Here's the pseudocode algorithm for a WorkerNode class that includes a vector embedding database for communication:

  1. WorkerNode
    • Initialize a worker node with an LLM and a connection to the vector embedding database.
    • The worker node maintains a task_queue and completed_tasks queue. It also keeps track of the status of tasks (e.g., "pending", "completed").
    • The receive_task method accepts a task and adds it to the task_queue.
    • The complete_task method takes the oldest task from the task_queue, executes it, and then stores the result in the completed_tasks queue. It also updates the task status in the vector embedding database to "completed".
    • The communicate method uses the vector embedding database to share information with other nodes. It inserts the task result into the vector database and also queries for tasks marked as "completed".

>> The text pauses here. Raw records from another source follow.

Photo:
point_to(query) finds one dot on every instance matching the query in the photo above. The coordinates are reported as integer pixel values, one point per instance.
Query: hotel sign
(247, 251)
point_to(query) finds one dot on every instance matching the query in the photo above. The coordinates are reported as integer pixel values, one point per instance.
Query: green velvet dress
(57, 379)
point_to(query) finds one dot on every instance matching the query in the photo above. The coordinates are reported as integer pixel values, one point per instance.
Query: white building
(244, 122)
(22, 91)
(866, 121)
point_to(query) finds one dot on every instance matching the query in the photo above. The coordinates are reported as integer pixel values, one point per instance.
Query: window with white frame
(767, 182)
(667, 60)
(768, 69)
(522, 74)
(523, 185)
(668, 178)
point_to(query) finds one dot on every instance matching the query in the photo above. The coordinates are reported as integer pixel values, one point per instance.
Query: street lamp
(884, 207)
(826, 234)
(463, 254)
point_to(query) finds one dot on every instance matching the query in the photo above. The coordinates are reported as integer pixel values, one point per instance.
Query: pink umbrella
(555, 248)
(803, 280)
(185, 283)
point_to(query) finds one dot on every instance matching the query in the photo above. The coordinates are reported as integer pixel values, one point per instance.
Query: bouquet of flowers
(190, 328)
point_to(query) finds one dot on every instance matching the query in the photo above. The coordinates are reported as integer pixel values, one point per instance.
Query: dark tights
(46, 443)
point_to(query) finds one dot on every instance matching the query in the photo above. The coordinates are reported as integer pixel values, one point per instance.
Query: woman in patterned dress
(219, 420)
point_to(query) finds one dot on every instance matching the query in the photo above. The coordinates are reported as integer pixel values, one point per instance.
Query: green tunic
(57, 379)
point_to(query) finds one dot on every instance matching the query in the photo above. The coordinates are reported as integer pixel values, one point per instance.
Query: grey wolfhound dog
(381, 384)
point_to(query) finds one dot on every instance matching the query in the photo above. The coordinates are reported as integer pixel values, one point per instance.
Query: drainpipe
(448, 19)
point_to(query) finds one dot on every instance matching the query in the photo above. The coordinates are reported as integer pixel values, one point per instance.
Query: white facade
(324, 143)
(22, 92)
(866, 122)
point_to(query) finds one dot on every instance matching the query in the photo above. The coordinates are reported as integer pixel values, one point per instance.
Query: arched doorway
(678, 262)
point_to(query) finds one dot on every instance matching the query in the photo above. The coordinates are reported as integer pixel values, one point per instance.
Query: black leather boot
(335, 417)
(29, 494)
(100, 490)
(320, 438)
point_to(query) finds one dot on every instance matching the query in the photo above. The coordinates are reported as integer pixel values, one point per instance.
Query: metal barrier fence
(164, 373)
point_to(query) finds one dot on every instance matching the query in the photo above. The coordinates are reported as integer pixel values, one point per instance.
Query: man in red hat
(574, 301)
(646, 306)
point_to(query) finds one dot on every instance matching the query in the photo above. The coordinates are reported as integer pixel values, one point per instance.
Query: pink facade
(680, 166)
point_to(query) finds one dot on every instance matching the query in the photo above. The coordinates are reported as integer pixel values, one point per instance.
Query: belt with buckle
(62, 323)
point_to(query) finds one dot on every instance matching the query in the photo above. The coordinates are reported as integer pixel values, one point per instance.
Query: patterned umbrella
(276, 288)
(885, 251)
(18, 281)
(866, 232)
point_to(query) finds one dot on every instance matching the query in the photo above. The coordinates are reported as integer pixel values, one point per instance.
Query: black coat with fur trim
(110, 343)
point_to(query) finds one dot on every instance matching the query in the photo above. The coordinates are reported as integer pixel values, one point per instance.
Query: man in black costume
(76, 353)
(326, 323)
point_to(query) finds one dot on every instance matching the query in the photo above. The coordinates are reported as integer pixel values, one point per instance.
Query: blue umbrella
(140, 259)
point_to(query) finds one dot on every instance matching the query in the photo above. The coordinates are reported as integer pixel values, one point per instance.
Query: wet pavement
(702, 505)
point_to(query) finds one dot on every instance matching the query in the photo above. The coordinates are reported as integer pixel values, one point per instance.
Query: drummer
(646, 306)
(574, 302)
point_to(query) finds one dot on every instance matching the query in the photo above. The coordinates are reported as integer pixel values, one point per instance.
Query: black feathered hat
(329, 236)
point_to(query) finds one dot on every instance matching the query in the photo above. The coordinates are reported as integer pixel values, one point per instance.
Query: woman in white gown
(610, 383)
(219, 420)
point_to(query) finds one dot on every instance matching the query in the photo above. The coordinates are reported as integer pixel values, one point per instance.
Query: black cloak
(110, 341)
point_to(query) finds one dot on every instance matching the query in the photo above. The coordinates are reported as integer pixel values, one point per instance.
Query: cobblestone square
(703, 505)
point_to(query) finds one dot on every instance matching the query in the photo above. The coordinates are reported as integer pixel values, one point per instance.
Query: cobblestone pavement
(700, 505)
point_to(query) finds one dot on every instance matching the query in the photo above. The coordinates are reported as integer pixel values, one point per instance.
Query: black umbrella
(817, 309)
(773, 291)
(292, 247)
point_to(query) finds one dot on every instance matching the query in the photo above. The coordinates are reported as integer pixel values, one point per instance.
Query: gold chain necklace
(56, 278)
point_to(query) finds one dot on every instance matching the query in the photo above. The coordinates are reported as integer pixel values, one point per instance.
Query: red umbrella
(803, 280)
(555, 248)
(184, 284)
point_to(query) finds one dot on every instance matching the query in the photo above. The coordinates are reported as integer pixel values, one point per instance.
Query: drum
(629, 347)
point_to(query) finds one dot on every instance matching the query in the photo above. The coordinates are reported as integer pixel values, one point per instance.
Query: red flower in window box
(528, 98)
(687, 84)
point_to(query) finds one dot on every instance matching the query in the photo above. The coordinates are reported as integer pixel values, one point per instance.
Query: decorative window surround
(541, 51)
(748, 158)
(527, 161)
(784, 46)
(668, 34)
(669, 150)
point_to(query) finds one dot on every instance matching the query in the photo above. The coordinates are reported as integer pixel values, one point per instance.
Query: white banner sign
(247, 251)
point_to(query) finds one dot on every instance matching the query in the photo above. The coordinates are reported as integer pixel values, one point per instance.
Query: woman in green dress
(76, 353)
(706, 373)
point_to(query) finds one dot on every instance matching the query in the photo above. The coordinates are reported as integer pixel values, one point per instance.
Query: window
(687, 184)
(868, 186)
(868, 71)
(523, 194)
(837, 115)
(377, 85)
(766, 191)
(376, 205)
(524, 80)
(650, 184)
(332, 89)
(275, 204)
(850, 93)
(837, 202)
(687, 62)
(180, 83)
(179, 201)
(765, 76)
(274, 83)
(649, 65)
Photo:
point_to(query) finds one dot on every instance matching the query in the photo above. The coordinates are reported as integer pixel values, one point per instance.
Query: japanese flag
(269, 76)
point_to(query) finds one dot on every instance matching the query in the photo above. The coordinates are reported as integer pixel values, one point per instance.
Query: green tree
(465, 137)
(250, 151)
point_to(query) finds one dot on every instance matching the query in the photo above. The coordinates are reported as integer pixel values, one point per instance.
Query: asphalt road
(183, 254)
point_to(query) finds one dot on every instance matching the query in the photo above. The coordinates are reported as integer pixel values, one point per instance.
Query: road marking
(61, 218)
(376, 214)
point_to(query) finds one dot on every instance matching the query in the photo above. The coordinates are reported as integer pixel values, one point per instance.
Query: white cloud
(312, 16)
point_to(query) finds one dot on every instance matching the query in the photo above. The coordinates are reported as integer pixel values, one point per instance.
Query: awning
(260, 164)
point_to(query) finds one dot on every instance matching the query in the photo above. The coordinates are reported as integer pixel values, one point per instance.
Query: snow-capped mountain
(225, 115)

In Python, this could look something like:

from langchain.vectorstores import FAISS
from langchain.docstore import InMemoryDocstore
from langchain.embeddings import OpenAIEmbeddings
import faiss
from swarms.workers.auto_agent import AutoGPT
from collections import deque
from typing import Dict, Any

class WorkerNode:
    def __init__(self, llm: AutoGPT, vectorstore: FAISS):
        self.llm = llm
        self.vectorstore = vectorstore
        self.task_queue = deque()
        self.completed_tasks = deque()
        self.task_status: Dict[Any, str] = {}

    def receive_task(self, task):
        self.task_queue.append(task)
        self.task_status[task] = 'pending'

    def complete_task(self):
        task = self.task_queue.popleft()
        result = self.llm.run(task)
        self.completed_tasks.append(result)
        self.task_status[task] = 'completed'
        # Insert task result into the vectorstore
        self.vectorstore.insert(task, result)
        return result

    def communicate(self):
        # Share task results and status through vectorstore
        completed_tasks = [(task, self.task_status[task]) for task in self.task_queue if self.task_status[task] == 'completed']
        for task, status in completed_tasks:
            self.vectorstore.insert(task, status)

This example assumes that tasks are hashable and can be used as dictionary keys. The vectorstore.insert method is used to share task results and status with other nodes, and you can use methods like vectorstore.query or vectorstore.regex_search to retrieve this information. Please remember this is a simplified implementation and might need changes according to your exact requirements.